Domingo de Resurrección: El resucitado nos precede

Cristo ha resucitado. Verdaderamente ha resucitado.
Pero, ¿qué significa esto para nosotros, más allá de una exclamación litúrgica?
Significa que el centro de la historia ya no es la cruz sola, sino la cruz vencida; no el sepulcro sellado, sino el sepulcro abierto; no la muerte, sino la vida nueva que la desborda.
El Evangelio de hoy nos muestra el momento en que el desconcierto comienza a abrir paso a la fe. María Magdalena corre al sepulcro y lo encuentra vacío. Pedro y el discípulo amado también corren, y aunque ven lo mismo —lienzos en el suelo, el sudario doblado— solo uno “ve y cree”. Es un ver que se convierte en acto de fe.
Aún no comprenden del todo, pero comienzan a intuir el cumplimiento de las Escrituras: que era necesario que el Mesías muriera… y resucitara.
Es ahí donde entra la voz antigua y nueva de la Iglesia: la Secuencia Pascual, que proclamamos antes del Evangelio, pone palabras al asombro de la fe:
“Lucharon vida y muerte en singular batalla, y muerto el que es la vida triunfante se levanta”
No es poesía vacía: es el anuncio más potente jamás proclamado. Cristo no volvió simplemente de la muerte: entró en ella y la transformó desde dentro.
El Resucitado ya no es simplemente Jesús “vuelto a la vida”, sino el resucitado glorificado, el que ha sido constituido, como dice Pedro en la primera lectura, “juez de vivos y muertos”, y por medio de quien se ofrece el perdón de los pecados.
Y este es el corazón del kerigma: la Pascua no es una teoría ni un rito, sino una realidad que se nos ofrece. Hemos comido y bebido con Él, dice Pedro. Es decir, hemos experimentado su presencia viva, no solo en el recuerdo, sino en la Eucaristía, donde el Cordero inmolado se hace pan de vida.
San Pablo, en la segunda lectura, nos recuerda que la Pascua tiene consecuencias concretas:
“Tiren la antigua levadura… celebremos la Pascua con pan de sinceridad y de verdad”.
El Resucitado no se deja encerrar ni en la tumba ni en una fe sin transformación. Si hemos sido resucitados con Él, busquemos las cosas de arriba, vivamos como redimidos, dejemos que la vida nueva sea visible en nosotros.

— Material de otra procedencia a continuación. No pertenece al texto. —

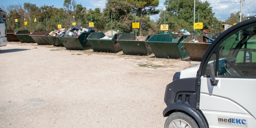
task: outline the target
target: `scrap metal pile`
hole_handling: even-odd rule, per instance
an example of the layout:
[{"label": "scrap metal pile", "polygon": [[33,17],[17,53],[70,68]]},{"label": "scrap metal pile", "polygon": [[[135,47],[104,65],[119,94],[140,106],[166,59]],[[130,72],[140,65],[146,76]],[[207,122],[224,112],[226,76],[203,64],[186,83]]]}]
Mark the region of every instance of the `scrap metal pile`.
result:
[{"label": "scrap metal pile", "polygon": [[98,32],[92,27],[83,28],[79,25],[72,26],[71,28],[67,30],[66,28],[60,28],[50,32],[47,36],[60,37],[77,37],[83,32]]}]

Y en esta aurora nueva, el testimonio de las mujeres —las primeras anunciadoras— resuena con fuerza:
“¿Por qué buscan entre los muertos al que vive?”

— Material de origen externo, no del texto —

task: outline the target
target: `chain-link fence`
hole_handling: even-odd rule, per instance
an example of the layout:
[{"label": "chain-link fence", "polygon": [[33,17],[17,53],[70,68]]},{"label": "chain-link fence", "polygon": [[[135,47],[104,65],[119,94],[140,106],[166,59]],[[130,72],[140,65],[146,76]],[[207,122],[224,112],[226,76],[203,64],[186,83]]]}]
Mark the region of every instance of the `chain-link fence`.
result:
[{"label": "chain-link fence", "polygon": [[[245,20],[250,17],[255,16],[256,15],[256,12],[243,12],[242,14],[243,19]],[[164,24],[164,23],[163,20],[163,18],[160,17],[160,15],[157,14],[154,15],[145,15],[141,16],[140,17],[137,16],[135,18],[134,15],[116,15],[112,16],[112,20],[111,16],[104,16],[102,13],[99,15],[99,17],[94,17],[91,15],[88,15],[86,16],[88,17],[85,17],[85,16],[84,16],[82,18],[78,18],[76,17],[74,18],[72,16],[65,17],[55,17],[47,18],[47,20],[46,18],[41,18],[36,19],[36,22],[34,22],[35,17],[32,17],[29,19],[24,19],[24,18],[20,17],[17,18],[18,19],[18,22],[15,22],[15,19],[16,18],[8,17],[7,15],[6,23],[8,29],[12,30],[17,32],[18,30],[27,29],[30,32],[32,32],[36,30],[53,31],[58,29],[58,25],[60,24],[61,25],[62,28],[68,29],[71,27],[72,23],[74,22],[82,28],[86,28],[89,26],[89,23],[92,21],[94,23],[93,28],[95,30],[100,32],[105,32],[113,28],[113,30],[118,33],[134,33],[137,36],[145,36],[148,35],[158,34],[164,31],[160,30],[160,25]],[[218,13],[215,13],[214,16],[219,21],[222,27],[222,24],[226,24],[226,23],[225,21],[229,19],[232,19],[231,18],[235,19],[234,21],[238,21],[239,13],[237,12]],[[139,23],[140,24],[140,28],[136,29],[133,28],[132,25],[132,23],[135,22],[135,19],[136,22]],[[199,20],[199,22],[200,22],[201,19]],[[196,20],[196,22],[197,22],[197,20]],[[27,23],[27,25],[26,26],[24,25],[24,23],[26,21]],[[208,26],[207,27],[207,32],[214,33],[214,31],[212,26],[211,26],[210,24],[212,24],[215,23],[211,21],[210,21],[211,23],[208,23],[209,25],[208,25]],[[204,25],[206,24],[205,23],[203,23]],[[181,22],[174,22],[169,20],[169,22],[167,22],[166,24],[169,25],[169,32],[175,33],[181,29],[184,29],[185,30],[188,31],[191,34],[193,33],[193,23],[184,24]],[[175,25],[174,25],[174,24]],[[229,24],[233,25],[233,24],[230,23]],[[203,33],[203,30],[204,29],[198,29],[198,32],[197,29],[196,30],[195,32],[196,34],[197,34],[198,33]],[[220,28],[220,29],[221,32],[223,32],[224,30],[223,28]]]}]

Una pregunta que atraviesa los siglos y nos interpela hoy: ¿seguimos buscando vida en lugares de muerte? ¿Ponemos nuestra esperanza en lo caduco, en lo que no resucita?

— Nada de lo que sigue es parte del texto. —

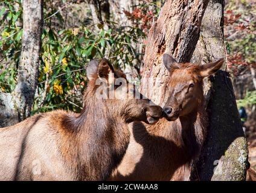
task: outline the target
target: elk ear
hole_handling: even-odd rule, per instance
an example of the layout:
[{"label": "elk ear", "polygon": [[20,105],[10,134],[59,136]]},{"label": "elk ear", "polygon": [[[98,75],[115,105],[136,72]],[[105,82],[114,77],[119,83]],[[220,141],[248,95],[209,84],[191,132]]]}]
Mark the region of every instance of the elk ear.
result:
[{"label": "elk ear", "polygon": [[164,54],[162,57],[162,61],[164,66],[168,71],[170,71],[171,68],[178,68],[179,63],[177,61],[170,55],[168,54]]},{"label": "elk ear", "polygon": [[99,62],[97,60],[90,61],[86,66],[86,76],[89,80],[92,79],[97,74]]},{"label": "elk ear", "polygon": [[221,59],[217,61],[200,66],[200,75],[202,77],[206,77],[214,74],[220,69],[224,61],[224,59]]},{"label": "elk ear", "polygon": [[114,78],[114,69],[106,59],[103,59],[98,65],[98,76],[100,78],[104,78],[109,81],[109,79]]}]

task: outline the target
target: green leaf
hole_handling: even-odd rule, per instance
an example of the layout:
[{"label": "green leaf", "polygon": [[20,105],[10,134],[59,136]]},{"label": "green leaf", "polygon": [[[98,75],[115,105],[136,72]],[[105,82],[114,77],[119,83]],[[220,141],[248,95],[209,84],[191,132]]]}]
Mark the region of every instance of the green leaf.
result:
[{"label": "green leaf", "polygon": [[2,8],[0,11],[0,17],[1,17],[4,14],[4,13],[5,12],[5,7],[4,7],[3,8]]}]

El resucitado nos precede. Nos espera en Galilea, en el lugar cotidiano donde comenzó todo. Allí, en lo sencillo, quiere encontrarse con nosotros.
Esta es la buena noticia:
No estamos solos. La muerte no tiene la última palabra.
Hay uno que ha vencido y nos ha hecho partícipes de su victoria.
Y no se cansa de buscarnos, de llamarnos, de ofrecernos su paz.
¡Cristo ha resucitado!
Que su Pascua se refleje en nuestra vida, y que cada día sea una nueva aurora donde se proclame, no con los labios, sino con la existencia:
¡El resucitado vive en mí!
¡Aleluya!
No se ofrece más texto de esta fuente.